What is wrong with this picture? Ogletree and Te'o are first-round inside linebacker prospects. Ogletree has two huge red flags, the second one even bigger because who takes a risk like he did, driving while impaired, on the eve of the biggest job interview of his life? Te'o has one bizarre red flag that landed him in the cross-examination chair with Katie Couric. He never met a girlfriend who turned out to be fake, and when he finally found out she was fake, he perpetuated it for a time, he says, because he was so embarrassed by it.
All I can say if Te'o drops precipitously -- and I do not believe he will; I think he goes no lower than the early 20s of the first round -- this league needs to have its collective head examined.
"I'm sitting here watching all this,'' said Nevada coach Brian Polian, the point man in the Notre Dame recruitment of Te'o, "and it's driving me out of my mind.''
Polian, son of Bill, was Notre Dame's special teams coach and the chief West Coast recruiter when Te'o was wooed. He went to Hawaii 15 times in a 13-month period, including once a week for six straight weeks during the NCAA's official contact period. He got to know Te'o the high schooler and his parents very well, obviously. "It got to the point where I'd be on the same Wednesday morning LA-to-Honolulu flight so often that the flight crew knew me and would say to me, 'Well coach, are we gonna get the guy?'
"The reason I've been so upset at how Manti has been portrayed is that I know him. He doesn't conspire to trick anyone. The people who would be so cynical, so jaded or such Notre Dame-haters simply don't know him. You have to see how he grew up. He lived in a little town on the north shore [of Oahu], where everyone knows everybody. Then he goes to a prestigious private school and, I'm not going to lie, he was sheltered. Then he goes to Notre Dame, and there aren't many places that protect and shelter their students like Notre Dame. This whole story happens, and he's guilty of one thing: trusting some sicko, because that's what he does, he trusts people. He's not jaded, he's not worldly, he's naïve. So he trusts someone who doesn't deserve to be trusted, then he's totally embarrassed by it when he finds out it's phony. Really, what is this kid's crime?

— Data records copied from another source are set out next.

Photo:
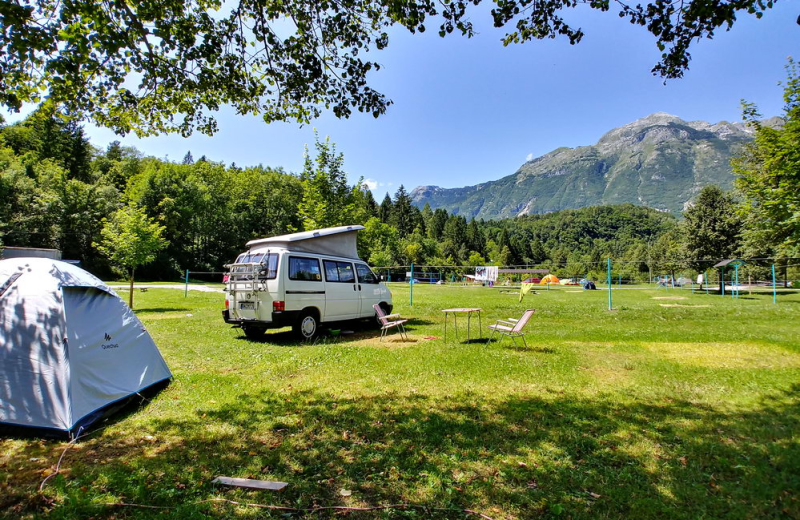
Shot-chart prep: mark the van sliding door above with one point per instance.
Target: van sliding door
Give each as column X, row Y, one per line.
column 342, row 300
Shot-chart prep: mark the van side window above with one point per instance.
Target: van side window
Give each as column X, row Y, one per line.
column 271, row 265
column 331, row 271
column 304, row 269
column 346, row 273
column 339, row 271
column 365, row 274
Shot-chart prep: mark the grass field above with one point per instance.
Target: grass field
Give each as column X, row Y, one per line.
column 674, row 405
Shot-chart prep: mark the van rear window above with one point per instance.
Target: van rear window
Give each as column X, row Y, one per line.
column 304, row 269
column 269, row 261
column 339, row 271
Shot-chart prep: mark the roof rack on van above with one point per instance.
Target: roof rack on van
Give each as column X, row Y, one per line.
column 336, row 241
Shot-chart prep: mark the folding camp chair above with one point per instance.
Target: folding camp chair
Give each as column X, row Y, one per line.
column 512, row 328
column 389, row 321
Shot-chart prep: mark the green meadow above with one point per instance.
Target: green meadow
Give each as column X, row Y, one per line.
column 672, row 405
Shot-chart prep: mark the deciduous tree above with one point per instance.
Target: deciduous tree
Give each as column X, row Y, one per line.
column 131, row 239
column 769, row 177
column 154, row 66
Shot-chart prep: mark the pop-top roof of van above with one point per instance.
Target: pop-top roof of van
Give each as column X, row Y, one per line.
column 336, row 241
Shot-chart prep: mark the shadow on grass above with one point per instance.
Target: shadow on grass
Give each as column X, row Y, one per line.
column 523, row 348
column 518, row 457
column 156, row 310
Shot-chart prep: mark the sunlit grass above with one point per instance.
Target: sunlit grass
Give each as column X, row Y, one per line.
column 641, row 412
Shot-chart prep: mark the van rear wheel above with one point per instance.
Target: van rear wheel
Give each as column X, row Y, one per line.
column 253, row 332
column 307, row 326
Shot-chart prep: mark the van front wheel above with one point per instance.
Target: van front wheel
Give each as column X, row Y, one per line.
column 307, row 326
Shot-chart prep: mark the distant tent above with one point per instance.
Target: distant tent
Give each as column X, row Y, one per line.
column 69, row 347
column 550, row 279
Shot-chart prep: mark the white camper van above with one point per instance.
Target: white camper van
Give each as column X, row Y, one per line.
column 303, row 280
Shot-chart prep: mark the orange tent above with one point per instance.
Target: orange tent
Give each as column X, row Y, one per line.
column 550, row 279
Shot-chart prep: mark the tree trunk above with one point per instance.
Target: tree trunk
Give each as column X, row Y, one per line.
column 130, row 294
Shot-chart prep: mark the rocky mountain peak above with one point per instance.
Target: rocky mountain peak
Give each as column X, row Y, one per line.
column 660, row 161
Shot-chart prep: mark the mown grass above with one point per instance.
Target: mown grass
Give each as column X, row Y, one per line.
column 685, row 407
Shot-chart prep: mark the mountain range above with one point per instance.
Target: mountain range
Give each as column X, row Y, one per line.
column 659, row 161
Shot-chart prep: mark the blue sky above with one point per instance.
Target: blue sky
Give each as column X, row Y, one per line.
column 470, row 110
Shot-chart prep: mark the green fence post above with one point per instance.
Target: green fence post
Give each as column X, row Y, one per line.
column 609, row 285
column 411, row 286
column 774, row 293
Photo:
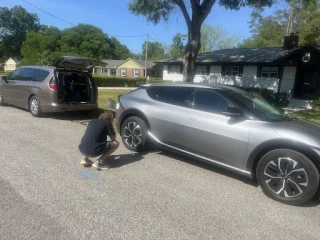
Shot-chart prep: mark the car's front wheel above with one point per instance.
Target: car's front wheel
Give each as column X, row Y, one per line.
column 288, row 176
column 134, row 134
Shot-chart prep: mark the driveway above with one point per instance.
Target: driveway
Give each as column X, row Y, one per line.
column 46, row 194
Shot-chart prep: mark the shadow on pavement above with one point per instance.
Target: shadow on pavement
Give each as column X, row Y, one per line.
column 120, row 160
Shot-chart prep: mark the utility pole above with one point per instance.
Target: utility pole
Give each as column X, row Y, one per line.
column 146, row 61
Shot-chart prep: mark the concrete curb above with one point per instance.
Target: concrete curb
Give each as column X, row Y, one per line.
column 117, row 88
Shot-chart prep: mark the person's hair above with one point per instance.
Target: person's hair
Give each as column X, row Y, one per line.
column 108, row 116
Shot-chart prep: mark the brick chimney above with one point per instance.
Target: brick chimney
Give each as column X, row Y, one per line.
column 291, row 41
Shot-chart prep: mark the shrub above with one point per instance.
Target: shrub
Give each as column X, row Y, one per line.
column 107, row 81
column 277, row 99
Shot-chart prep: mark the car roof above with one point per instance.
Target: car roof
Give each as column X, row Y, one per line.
column 197, row 85
column 50, row 68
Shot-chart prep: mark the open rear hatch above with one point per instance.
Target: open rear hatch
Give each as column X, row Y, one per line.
column 75, row 84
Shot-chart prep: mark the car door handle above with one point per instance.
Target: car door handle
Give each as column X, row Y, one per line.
column 192, row 118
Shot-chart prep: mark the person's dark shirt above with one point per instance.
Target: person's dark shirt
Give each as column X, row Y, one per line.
column 96, row 136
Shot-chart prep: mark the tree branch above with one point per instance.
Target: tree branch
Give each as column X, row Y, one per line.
column 206, row 7
column 183, row 8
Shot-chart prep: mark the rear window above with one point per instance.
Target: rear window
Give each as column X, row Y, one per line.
column 40, row 75
column 180, row 96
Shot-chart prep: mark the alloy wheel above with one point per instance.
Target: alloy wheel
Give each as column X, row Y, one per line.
column 132, row 134
column 286, row 177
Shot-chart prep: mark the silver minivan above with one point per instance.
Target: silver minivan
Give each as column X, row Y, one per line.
column 66, row 86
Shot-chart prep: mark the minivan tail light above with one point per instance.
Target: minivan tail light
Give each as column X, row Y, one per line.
column 53, row 83
column 53, row 86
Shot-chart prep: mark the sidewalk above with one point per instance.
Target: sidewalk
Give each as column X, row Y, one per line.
column 117, row 88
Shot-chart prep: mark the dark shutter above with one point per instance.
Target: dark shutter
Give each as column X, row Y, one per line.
column 240, row 70
column 259, row 71
column 208, row 70
column 223, row 70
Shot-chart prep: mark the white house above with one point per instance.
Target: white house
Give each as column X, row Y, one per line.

"Any NFL team that really looks into this kid is going to find out what a great person he is. I guarantee it. This thing will be a punch line in two months. He'll get to a team, players will have their fun with him for a couple of weeks, and then it'll come down to playing.''
I don't know Te'o at all. I have spent three minutes of my life with him. That happened Saturday after his press conference, which opened with Te'o looking out and saying, "Wow. That's a lot of cameras." Not just the 46 TV cameras and the 15 or 20 still photographers. But as he spoke, dozens of reporters lifted their phones up to take photos whenever he turned their way. And as he walked away from the scene and into an elevator to return him to his testing duties at the combine, I asked him a couple of questions.

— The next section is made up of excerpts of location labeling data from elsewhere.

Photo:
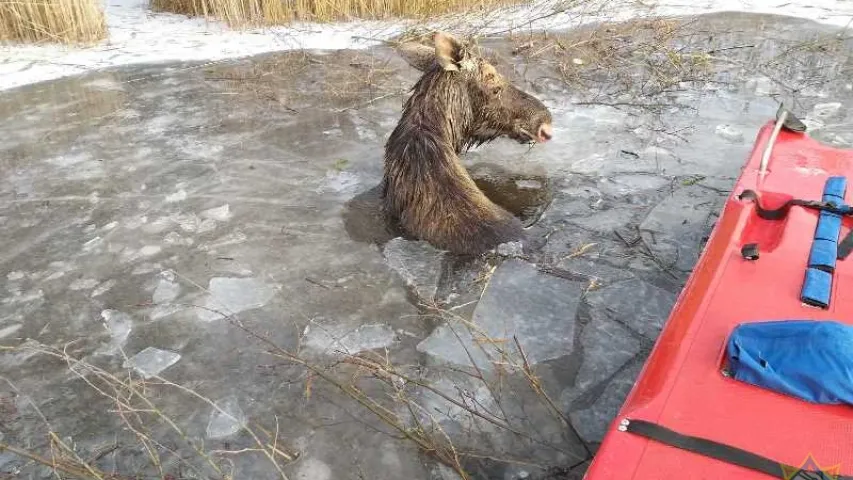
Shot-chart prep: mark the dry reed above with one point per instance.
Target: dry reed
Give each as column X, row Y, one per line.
column 59, row 21
column 276, row 12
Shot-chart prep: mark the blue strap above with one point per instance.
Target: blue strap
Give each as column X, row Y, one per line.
column 817, row 286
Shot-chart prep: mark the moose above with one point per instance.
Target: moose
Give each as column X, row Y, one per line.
column 460, row 101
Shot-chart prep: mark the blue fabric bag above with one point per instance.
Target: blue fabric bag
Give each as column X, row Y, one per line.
column 808, row 359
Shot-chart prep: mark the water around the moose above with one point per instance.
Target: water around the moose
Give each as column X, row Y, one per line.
column 142, row 206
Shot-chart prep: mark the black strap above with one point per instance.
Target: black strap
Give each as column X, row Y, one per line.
column 725, row 453
column 781, row 212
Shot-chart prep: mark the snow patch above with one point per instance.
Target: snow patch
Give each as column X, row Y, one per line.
column 138, row 35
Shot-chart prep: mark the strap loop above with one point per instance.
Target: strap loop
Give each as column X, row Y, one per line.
column 725, row 453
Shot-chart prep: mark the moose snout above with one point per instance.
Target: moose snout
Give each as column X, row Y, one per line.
column 544, row 133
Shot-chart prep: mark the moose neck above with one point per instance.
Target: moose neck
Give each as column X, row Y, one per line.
column 441, row 107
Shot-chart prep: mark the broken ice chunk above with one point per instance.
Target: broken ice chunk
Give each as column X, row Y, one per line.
column 229, row 295
column 418, row 263
column 151, row 361
column 226, row 420
column 521, row 302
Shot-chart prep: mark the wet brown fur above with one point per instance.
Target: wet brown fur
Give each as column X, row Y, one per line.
column 460, row 101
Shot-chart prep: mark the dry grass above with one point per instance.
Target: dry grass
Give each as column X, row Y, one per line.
column 62, row 21
column 276, row 12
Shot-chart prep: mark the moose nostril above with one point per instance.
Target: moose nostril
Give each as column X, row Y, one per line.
column 545, row 133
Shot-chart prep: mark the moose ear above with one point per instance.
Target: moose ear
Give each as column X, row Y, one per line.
column 419, row 56
column 448, row 51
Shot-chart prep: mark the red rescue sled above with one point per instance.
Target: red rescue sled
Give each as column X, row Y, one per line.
column 682, row 393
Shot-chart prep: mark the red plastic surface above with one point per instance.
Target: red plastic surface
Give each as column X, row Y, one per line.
column 681, row 386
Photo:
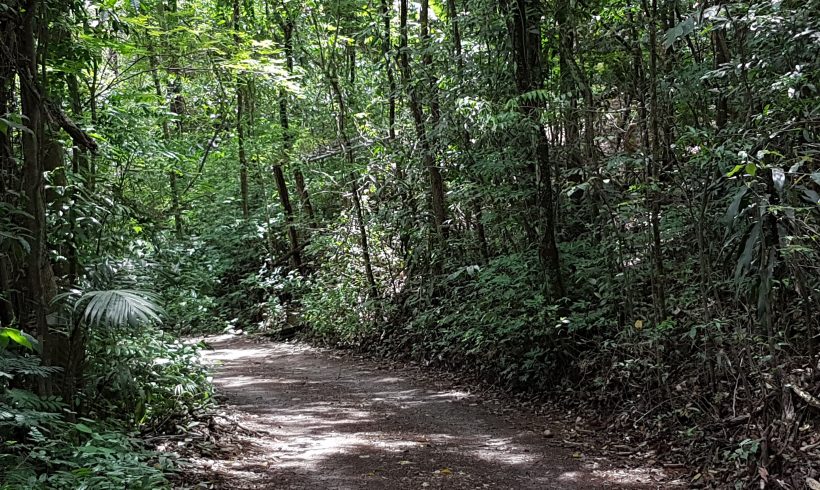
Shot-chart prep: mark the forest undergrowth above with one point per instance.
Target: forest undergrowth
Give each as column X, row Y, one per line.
column 613, row 205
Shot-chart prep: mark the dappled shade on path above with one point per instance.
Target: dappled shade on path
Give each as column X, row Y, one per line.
column 323, row 421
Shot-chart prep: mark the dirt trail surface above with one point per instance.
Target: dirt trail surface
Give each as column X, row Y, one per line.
column 318, row 420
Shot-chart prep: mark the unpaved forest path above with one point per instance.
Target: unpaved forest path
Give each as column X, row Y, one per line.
column 324, row 421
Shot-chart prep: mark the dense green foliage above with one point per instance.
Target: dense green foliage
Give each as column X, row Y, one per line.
column 614, row 202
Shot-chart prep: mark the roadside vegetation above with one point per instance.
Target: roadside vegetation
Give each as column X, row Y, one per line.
column 612, row 205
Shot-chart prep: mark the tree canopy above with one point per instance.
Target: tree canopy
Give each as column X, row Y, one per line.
column 614, row 202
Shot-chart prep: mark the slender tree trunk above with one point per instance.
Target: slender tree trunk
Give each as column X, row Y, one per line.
column 525, row 31
column 655, row 162
column 243, row 159
column 436, row 182
column 344, row 140
column 288, row 28
column 391, row 79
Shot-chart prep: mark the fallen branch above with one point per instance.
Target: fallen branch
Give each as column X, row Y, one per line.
column 78, row 136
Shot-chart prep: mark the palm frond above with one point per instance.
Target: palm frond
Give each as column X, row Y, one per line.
column 119, row 307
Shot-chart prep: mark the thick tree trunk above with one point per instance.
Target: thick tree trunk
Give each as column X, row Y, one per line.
column 39, row 270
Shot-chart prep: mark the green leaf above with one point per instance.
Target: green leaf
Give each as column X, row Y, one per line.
column 16, row 336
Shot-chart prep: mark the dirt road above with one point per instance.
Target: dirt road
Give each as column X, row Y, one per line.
column 325, row 421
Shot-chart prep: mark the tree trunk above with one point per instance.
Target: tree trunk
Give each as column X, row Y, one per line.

"Do you think this weird girlfriend incident matters to football teams?'' I asked.
He didn't know how to answer it, and hemmed and hawed for a second, then said: "I truly believe what I did on the football field matters,'' he said. "That's what's important to being a football player."
And I asked, "What did you think of that scene in there?''
Te'o smiled. "That was a great experience,'' he said. "People were nice to me. I enjoyed it." And then he was gone.
Now there's an answer I didn't expect. Maybe, "Holy crap! That was incredible!'' But, "People were nice to me?'' I spoke to Polian after this, and it all seemed to fit -- this bizarre thing may have made him trust fewer people, but he still seems like a truster of people he's just met.
One last story: Our combine photographer Rosenberg had a short session with Te'o Sunday. He had quite a few players in his home-made studio in the Lucas Oil Stadium concourse, and he'd ask them all to pose, and then to do some action things. Rosenberg had to tell most of them to really give some effort, because it was strange to run or make sudden actions in such a confined space. When Te'o was in there, and Rosenberg asked him to run, he sprinted past Rosenberg, past the camera position, into the concourse. Sprinting. That's what he was asked to do, and so he did it.
Maybe Manti Te'o is the greatest actor in combine history. Who knows? I doubt it. I don't know how good he'll be in the NFL, but I can predict this: He's not going to be a phony.